Игнат помалкивал, подливал французской водки в стопку. Отец Андрей стопку одним глотком схлебнет, а Игнат только пригубит слегка да груздем сразу и закусит. И снова попу подливает. Французская водка уж больно страшна: темная, как вода в болотной канаве весной, и воняет на всю горницу, будто не водку пьют, а клопов давят. Попадья в тот раз тихо сидела, не высовывалась, не мешала, – видать, хотела, чтобы отец Андрей простил Игната.

– Вот, бывает, вдова Кондратьева тянет ручонку свою грязную с последним пятачком, на храм жертвует – а ты возьми и отведи ей руку-то… Храм небось не рухнет без ее пятачка, да и ты с голоду не помрешь. Иногда до слез жалко их, кто последние грошики за требы мне сует… – Отец Андрей набирался все больше, в раж входил.

Игнат не хотел возражать, морщился только, но тут не выдержал:

– Ничего, в кабак они последние грошики за милую душу несут… Жить-то на что будешь, если каждую руку с последним пятачком отведешь?

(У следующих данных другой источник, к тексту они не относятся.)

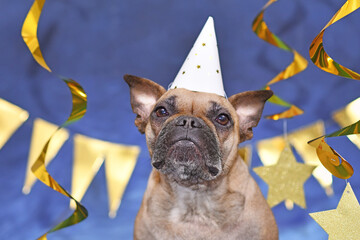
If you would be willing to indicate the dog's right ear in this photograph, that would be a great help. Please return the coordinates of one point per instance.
(144, 93)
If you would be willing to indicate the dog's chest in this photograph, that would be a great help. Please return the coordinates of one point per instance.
(203, 209)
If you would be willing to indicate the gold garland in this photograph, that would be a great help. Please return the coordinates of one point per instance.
(79, 103)
(332, 161)
(298, 64)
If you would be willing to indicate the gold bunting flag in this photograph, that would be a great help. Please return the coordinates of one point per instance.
(42, 131)
(89, 155)
(79, 102)
(119, 165)
(298, 64)
(11, 118)
(317, 53)
(348, 115)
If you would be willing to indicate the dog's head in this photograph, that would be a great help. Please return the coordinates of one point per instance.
(193, 136)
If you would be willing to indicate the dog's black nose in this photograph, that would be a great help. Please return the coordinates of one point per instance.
(189, 122)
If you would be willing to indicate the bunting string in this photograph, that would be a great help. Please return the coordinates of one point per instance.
(79, 105)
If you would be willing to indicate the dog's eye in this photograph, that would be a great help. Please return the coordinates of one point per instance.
(161, 112)
(222, 119)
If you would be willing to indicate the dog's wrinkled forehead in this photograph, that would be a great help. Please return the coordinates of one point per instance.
(195, 103)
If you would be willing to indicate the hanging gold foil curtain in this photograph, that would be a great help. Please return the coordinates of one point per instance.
(298, 64)
(333, 162)
(79, 103)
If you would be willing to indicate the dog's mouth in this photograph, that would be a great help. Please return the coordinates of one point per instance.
(189, 158)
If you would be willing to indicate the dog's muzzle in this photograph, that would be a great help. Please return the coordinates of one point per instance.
(188, 150)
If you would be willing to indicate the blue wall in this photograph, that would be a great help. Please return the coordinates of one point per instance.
(97, 42)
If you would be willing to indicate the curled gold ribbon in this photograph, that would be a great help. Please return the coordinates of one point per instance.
(317, 53)
(298, 64)
(79, 103)
(331, 160)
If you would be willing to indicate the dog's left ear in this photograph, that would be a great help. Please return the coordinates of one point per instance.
(144, 93)
(249, 106)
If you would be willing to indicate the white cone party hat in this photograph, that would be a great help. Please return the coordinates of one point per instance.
(201, 70)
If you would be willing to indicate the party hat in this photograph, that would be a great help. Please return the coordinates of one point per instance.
(201, 70)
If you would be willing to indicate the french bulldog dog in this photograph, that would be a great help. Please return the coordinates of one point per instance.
(199, 187)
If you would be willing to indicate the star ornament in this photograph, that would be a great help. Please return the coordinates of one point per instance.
(285, 179)
(342, 222)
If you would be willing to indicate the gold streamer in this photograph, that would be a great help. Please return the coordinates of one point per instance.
(333, 162)
(89, 155)
(347, 116)
(298, 64)
(79, 102)
(317, 53)
(11, 118)
(42, 131)
(298, 139)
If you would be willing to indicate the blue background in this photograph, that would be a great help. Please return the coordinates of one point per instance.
(96, 42)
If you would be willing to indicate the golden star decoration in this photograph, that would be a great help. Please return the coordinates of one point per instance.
(285, 179)
(343, 222)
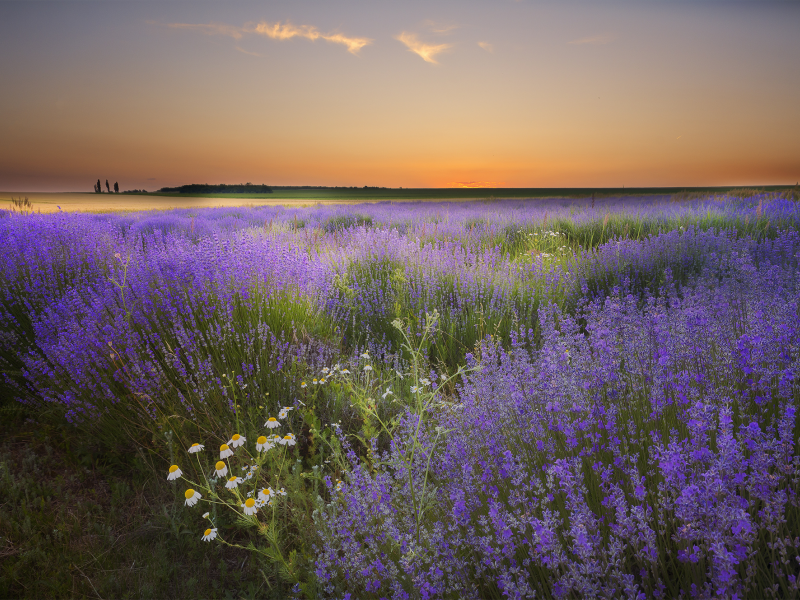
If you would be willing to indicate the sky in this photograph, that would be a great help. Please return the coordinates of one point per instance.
(463, 93)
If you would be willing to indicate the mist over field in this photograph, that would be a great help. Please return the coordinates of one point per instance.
(415, 300)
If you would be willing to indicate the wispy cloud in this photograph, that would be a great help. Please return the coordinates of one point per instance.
(276, 31)
(425, 51)
(287, 31)
(211, 29)
(595, 39)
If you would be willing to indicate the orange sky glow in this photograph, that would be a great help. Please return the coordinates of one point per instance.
(413, 94)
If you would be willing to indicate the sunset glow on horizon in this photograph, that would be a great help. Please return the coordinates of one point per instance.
(413, 94)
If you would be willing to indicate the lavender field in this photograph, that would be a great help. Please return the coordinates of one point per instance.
(561, 398)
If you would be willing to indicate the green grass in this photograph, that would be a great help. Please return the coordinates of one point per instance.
(88, 512)
(388, 194)
(79, 520)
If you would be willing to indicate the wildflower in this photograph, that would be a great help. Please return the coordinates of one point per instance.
(192, 497)
(249, 507)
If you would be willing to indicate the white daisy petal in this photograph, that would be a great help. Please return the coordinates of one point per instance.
(192, 497)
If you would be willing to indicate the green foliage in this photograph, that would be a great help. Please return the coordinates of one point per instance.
(75, 525)
(342, 222)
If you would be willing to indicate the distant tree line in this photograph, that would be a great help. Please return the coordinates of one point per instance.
(98, 189)
(222, 188)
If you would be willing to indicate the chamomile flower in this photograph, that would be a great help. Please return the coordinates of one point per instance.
(249, 507)
(192, 497)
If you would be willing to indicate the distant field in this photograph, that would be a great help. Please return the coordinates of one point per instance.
(89, 202)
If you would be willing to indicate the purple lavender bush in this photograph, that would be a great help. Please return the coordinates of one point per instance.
(626, 426)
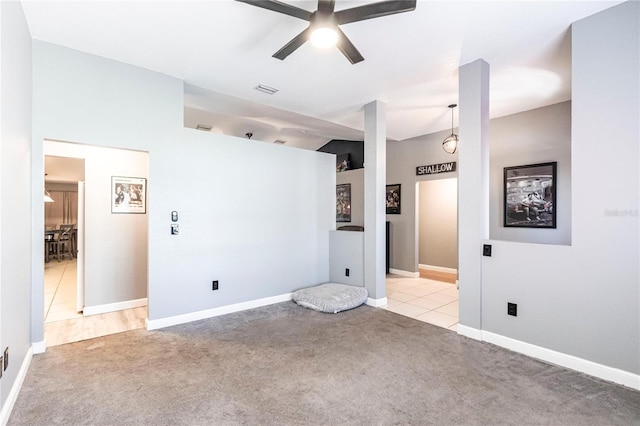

– Э, в кабак они грошики не с радости небось несут. Тут тоже психология: и умственная темнота, и нищета, и страхи их извечные перед голодом, перед болезнями… Сивуха человека оглушает, передышку ему дает от этой беспросветности. Наломался мужик за неделю, намаялся – водка и телесную боль снимает, и вроде как возжигает свет в его душе угрюмой, радость ложную, обманную. А без этой лжи жить больно страшно… Да и куда еще мужику в воскресенье податься? Зимой, может, работы поменьше, а избы темные, холодные, сажа с потолка на голову лохмотками слетает, скотина воняет тут же, малые дети орут, большие по головам скачут, болящие под себя ходят, бабы чугунками гремят – сбежишь оттуда и на мороз. В кабаке же тепло, весело.

– Нет, бать, а нам-то жить на что? На казенное жалование? – Игнат стопку отцу не забыл до краев налить.

– На что? А вот помещик Мерлин нам для этого Господом послан. Паучина он, конечно, но, бывает, хорошие пожертвования делает. Сначала оберет мужиков, обдерет село как липку: за отрезки, да по долгам, да за дрова из лесу, да за воду из речки. А потом с барского плеча швырнет деньжат – как кость обглоданную псам: нате вам, православные, на ремонт храма, что б вы без меня тут жрали… Но с ним построже надо, чай поп не половой в трактире, «чего изволите» да «как прикажете». Мерлин, он задушевную проповедь любит, чтоб до слез прошибала – тут размягчается душа его и рука сама к кошельку тянется. И вот я тут подумал: как верно все-таки в Писании об этом говорится! Вдова Кондратьева со своим пятачком последним огромную жертву приносит, у нее самой за душой ничего, кроме этого пятака, и нет больше. Вот если Мерлин все свои деньги соберет да храму отдаст, вот тогда только его жертва с жертвой нищей бабы сравниться сможет.